What do you do when you find out the person who you've been sharing a video game with has been playing that game without you?
When I found out that MTV News copy editor Katie Byrne was having just this issue with "Super Mario Galaxy" and her boyfriend, I asked her to write a piece for the blog.
Did her boyfriend break an unspoken gaming rule? Here's Katie...
When in a relationship, a lot of times "mine" becomes "ours."
Sometimes that can be quite convenient, like when "Super Mario Galaxy" was released a couple of weeks ago and instead of paying 50 bucks for it, I only paid 25.
The day my boyfriend, Dan, and I got the game home and unwrapped it, a few decisions had to be made about how we would split our purchase. We decided we'd explore the new "Mario" adventure together under his Mii and take turns playing the different levels. When one of us needed a drink break, the other took over. When the phone rang, the controls were handed off. When a really cool world popped up, we each took a stab at it. When friends came over, we gave them some time with the game. All was going well, and we had amassed 19 stars as a team.
Then Thanksgiving arrived. I headed to my parents' Wii-free home to feed myself all the turkey and stuffing I could handle instead of feeding star bits to Hungry Lumas. The day after Thanksgiving, I received this picture message on my phone:
Thirty-six stars! Dan had nearly doubled our total. Part of me was happy he was keeping himself busy since the rest of our roommates and most of our friends in the area had gone out of town for the holiday, but the other part of me felt left behind. What had he discovered in the game that I hadn't seen yet? How far was he from saving the Princess?
"Nice" was all I could muster for a text-message response to the picture.

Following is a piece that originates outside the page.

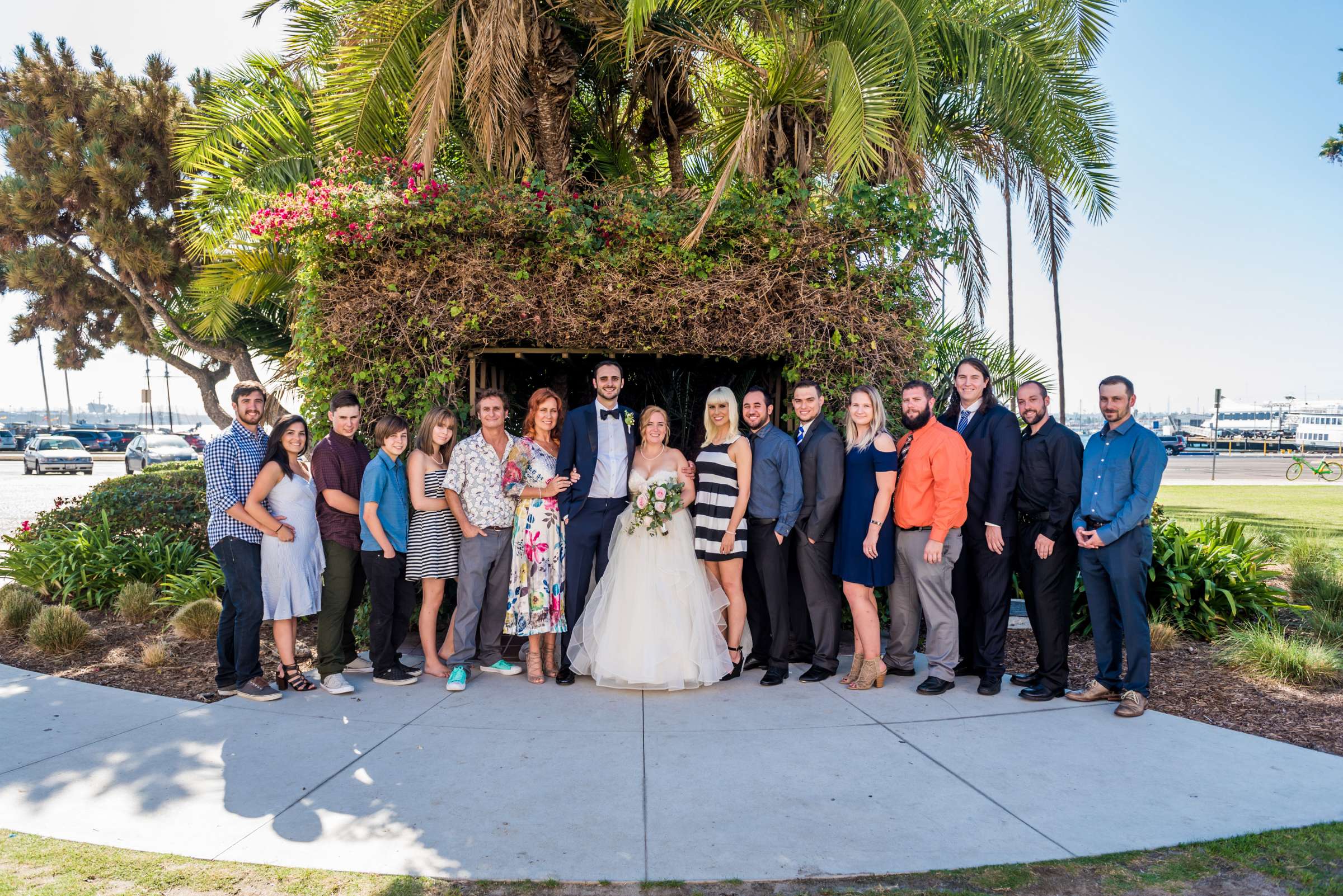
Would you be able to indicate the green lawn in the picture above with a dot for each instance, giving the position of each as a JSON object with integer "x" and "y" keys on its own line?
{"x": 1283, "y": 507}
{"x": 1306, "y": 861}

I probably should have written, "WAIT FOR ME!" but I bit my tongue (or sat on my hands, I guess, as far as texting is concerned).
Then the next day, another cell phone message: "So much Mario ... over 50 stars."
Couldn't he read the underlying message in my previous "nice" response? I mean, come on, if I had been excited about his rapid progression, I would have included an exclamation point or a smiley face, obviously. At this point, I was at a hockey game, so instead of straining a phony response, my next text read, "Red Wings tie it up!"
It was official: My Mario "team" had cut me loose and gone ahead without me. "Fine," I thought. "I'll just start a new game with my Mii when I get home and beat the game first!"
No such luck. When I called Dan on Sunday to confirm my airport pickup time, the inevitable had come true. "I beat the game!" he exclaimed. I feigned enthusiasm but was secretly bummed to have missed out on the achievement. It wasn't the same when he beat "Prince of Persia: Rival Swords" months earlier, because I didn't have a lifelong connection with that video game like I do with the "Mario" franchise.
But enough of my whining — what am I going to do about it? Well, I'll start from scratch. The upside to this situation is I have my own personal intergalactic tour guide. There will be no more searching through the guidebook to find how to pull a lever. The truth is, we probably never should have shared a character from the start. A video game is something you need to explore at your own pace, and one person is bound to put in more time than the other.
So, Multiplayer readers, have you ever tag-teamed a game with a significant other, roommate, friend or family member? If so, what happened? And is sharing overrated?